Na ocasião, o diretor da ENI em Angola, João Maria da Silva, destacou o impacto social e ambiental do projeto, sublinhando que a iniciativa já beneficiou mais de um milhão de pessoas em seis províncias do país.

“Este resultado não é apenas um número. Ele reflecte um impacto tangível na vida quotidiana das comunidades, com menos exposição ao fumo dentro das casas, menor consumo de combustível e melhores condições de saúde, sobretudo para mulheres e crianças”, afirmou.

Segundo João Maria da Silva, o programa tem sido desenvolvido em parceria com os Salesianos Dom Bosco e a organização Médicos com África, apostando também na formação profissional, bolsas de estudo e atividades de sensibilização sobre nutrição e higiene.

O responsável anunciou ainda que, com a entrada em funcionamento do novo centro, a capacidade de produção será mais do que triplicada, permitindo fabricar fogareiros mais eficientes e duradouros. A meta passa agora por alargar o programa para alcançar mais de 3,5 milhões de pessoas em várias províncias do país.

Além disso, a ENI revelou uma nova iniciativa na província do Moxico, desenvolvida em parceria com a empresa C4 Eco Solutions, focada na agricultura sustentável e na recuperação de ecossistemas degradados.
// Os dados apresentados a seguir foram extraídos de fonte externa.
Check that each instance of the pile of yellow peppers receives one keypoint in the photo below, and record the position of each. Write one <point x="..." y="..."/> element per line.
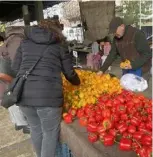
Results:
<point x="91" y="88"/>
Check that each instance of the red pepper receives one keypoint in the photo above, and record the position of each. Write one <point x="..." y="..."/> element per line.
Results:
<point x="124" y="117"/>
<point x="146" y="140"/>
<point x="100" y="129"/>
<point x="98" y="118"/>
<point x="149" y="125"/>
<point x="125" y="144"/>
<point x="135" y="146"/>
<point x="144" y="131"/>
<point x="83" y="121"/>
<point x="121" y="109"/>
<point x="113" y="132"/>
<point x="149" y="151"/>
<point x="131" y="129"/>
<point x="80" y="113"/>
<point x="101" y="135"/>
<point x="137" y="135"/>
<point x="122" y="128"/>
<point x="72" y="111"/>
<point x="68" y="118"/>
<point x="92" y="127"/>
<point x="106" y="113"/>
<point x="115" y="117"/>
<point x="92" y="137"/>
<point x="142" y="152"/>
<point x="108" y="140"/>
<point x="135" y="121"/>
<point x="107" y="124"/>
<point x="91" y="120"/>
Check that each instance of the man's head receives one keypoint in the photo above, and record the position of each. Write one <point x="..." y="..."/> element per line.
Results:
<point x="117" y="27"/>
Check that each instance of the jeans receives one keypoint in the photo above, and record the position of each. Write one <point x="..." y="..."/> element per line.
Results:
<point x="137" y="72"/>
<point x="44" y="128"/>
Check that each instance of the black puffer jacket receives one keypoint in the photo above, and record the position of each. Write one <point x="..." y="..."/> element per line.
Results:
<point x="44" y="86"/>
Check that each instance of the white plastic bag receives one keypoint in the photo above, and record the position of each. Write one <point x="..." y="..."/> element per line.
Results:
<point x="133" y="82"/>
<point x="17" y="116"/>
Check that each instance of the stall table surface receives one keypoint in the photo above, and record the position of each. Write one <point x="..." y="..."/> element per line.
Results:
<point x="75" y="137"/>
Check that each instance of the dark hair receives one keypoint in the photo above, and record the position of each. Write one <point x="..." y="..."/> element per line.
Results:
<point x="54" y="26"/>
<point x="1" y="38"/>
<point x="105" y="39"/>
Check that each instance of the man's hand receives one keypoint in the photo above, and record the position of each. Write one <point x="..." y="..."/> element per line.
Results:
<point x="99" y="73"/>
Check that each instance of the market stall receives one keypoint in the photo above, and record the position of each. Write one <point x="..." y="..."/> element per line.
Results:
<point x="102" y="119"/>
<point x="75" y="137"/>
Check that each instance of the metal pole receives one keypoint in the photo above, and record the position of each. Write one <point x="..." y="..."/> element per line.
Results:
<point x="140" y="15"/>
<point x="26" y="16"/>
<point x="39" y="10"/>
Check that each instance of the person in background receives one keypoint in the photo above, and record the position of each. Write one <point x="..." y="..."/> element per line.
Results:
<point x="42" y="97"/>
<point x="105" y="47"/>
<point x="1" y="40"/>
<point x="132" y="45"/>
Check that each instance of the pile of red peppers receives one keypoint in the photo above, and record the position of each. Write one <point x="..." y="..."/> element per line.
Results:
<point x="125" y="119"/>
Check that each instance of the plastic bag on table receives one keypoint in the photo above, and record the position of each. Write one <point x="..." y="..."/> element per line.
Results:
<point x="133" y="83"/>
<point x="17" y="116"/>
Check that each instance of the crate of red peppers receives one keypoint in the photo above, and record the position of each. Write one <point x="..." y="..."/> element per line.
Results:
<point x="125" y="119"/>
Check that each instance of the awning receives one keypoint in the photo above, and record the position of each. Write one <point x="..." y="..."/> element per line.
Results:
<point x="12" y="10"/>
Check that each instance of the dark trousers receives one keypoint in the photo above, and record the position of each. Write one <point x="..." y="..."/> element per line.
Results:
<point x="44" y="127"/>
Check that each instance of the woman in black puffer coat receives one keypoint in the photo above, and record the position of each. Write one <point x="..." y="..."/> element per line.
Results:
<point x="42" y="97"/>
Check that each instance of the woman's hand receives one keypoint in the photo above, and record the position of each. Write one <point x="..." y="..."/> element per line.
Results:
<point x="99" y="73"/>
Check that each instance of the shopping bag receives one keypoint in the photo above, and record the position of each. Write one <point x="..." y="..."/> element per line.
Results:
<point x="16" y="116"/>
<point x="133" y="83"/>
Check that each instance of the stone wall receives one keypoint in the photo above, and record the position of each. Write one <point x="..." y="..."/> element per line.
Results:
<point x="97" y="15"/>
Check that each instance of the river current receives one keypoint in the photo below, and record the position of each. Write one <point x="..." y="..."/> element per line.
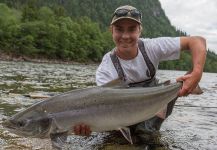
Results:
<point x="192" y="125"/>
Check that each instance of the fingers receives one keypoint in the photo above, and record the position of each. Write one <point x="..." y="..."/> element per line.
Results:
<point x="82" y="129"/>
<point x="187" y="85"/>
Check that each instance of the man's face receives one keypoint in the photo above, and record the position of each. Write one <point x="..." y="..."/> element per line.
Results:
<point x="125" y="33"/>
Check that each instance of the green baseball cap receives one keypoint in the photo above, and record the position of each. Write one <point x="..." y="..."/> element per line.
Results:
<point x="128" y="12"/>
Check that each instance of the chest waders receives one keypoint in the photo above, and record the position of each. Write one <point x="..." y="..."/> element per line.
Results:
<point x="143" y="131"/>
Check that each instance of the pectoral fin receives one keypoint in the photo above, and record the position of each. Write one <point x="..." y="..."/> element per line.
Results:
<point x="126" y="133"/>
<point x="58" y="140"/>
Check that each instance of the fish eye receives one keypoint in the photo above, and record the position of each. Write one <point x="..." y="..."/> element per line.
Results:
<point x="21" y="123"/>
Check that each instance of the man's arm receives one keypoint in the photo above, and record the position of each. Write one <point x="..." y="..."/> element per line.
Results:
<point x="197" y="47"/>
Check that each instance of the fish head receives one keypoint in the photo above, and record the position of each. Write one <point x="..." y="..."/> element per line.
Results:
<point x="29" y="124"/>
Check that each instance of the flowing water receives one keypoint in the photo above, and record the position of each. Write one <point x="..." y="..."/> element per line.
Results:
<point x="192" y="125"/>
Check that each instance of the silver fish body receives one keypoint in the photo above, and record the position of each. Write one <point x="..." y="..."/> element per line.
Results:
<point x="102" y="108"/>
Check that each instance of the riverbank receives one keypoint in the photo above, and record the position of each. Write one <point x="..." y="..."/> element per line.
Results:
<point x="19" y="58"/>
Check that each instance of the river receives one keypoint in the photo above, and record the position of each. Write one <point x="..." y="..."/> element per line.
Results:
<point x="192" y="125"/>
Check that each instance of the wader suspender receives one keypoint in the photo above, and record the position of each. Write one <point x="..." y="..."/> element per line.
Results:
<point x="151" y="69"/>
<point x="150" y="72"/>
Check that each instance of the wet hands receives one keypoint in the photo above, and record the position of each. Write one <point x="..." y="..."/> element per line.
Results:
<point x="82" y="129"/>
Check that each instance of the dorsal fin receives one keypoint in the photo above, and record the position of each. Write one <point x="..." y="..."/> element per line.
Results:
<point x="116" y="83"/>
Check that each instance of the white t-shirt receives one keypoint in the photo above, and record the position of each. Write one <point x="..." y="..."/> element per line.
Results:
<point x="157" y="49"/>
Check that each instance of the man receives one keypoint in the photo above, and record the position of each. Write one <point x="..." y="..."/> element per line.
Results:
<point x="135" y="61"/>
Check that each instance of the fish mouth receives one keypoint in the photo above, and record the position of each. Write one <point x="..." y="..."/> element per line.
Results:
<point x="7" y="123"/>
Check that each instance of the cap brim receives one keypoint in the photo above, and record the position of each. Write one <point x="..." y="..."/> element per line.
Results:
<point x="125" y="17"/>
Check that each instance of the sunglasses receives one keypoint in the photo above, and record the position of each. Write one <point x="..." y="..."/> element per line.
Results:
<point x="123" y="12"/>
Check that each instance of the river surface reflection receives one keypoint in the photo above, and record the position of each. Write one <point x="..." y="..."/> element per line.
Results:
<point x="192" y="125"/>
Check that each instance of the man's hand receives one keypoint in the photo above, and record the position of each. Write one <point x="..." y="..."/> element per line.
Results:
<point x="82" y="129"/>
<point x="190" y="82"/>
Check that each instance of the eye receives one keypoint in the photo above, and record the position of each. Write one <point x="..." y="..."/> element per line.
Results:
<point x="21" y="123"/>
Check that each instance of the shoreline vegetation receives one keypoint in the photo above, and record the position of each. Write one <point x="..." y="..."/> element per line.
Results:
<point x="16" y="58"/>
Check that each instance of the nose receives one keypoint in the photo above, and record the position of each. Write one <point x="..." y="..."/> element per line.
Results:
<point x="125" y="35"/>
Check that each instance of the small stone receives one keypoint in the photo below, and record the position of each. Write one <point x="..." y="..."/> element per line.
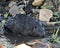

O projeto deverá envolver cerca de 20 mil agricultores, restaurar 40 mil hectares de terra e criar até 700 empregos durante o pico das operações.

Também presente no evento, o ministro dos Recursos Minerais, Petróleo e Gás, Diamantino Azevedo, (@diamantinopedroazevedo84)elogiou a iniciativa e considerou que o projeto demonstra o compromisso da indústria petrolífera com a sustentabilidade.

“Este projecto tem várias dimensões. Mostra que a indústria petrolífera não está alheia às questões climáticas e que está empenhada em apoiar a formação técnico-profissional dos jovens e melhorar a qualidade de vida das populações rurais”, afirmou.

Por sua vez, o director dos Salesianos Dom Bosco, Máximo Herrera, classificou a inauguração como um momento histórico para a instituição.

“É um salto de qualidade. Hoje temos aquela que é, modestamente, a maior fábrica de fogareiros de Angola”, destacou.

Segundo Máximo Herrera, a unidade produz actualmente cerca de 14 mil fogareiros por mês, fabricados localmente por 70 jovens formados em soldadura. Os equipamentos são distribuídos gratuitamente a famílias que não utilizam gás, permitindo reduzir em cerca de 50% o consumo de lenha e carvão, contribuindo para a preservação ambiental e para a melhoria das condições de vida das comunidades.

Com esta nova fase, a ENI reforça a sua aposta em Angola, combinando energia limpa, formação profissional e desenvolvimento comunitário, numa estratégia que pretende gerar impacto social e ambiental duradouro.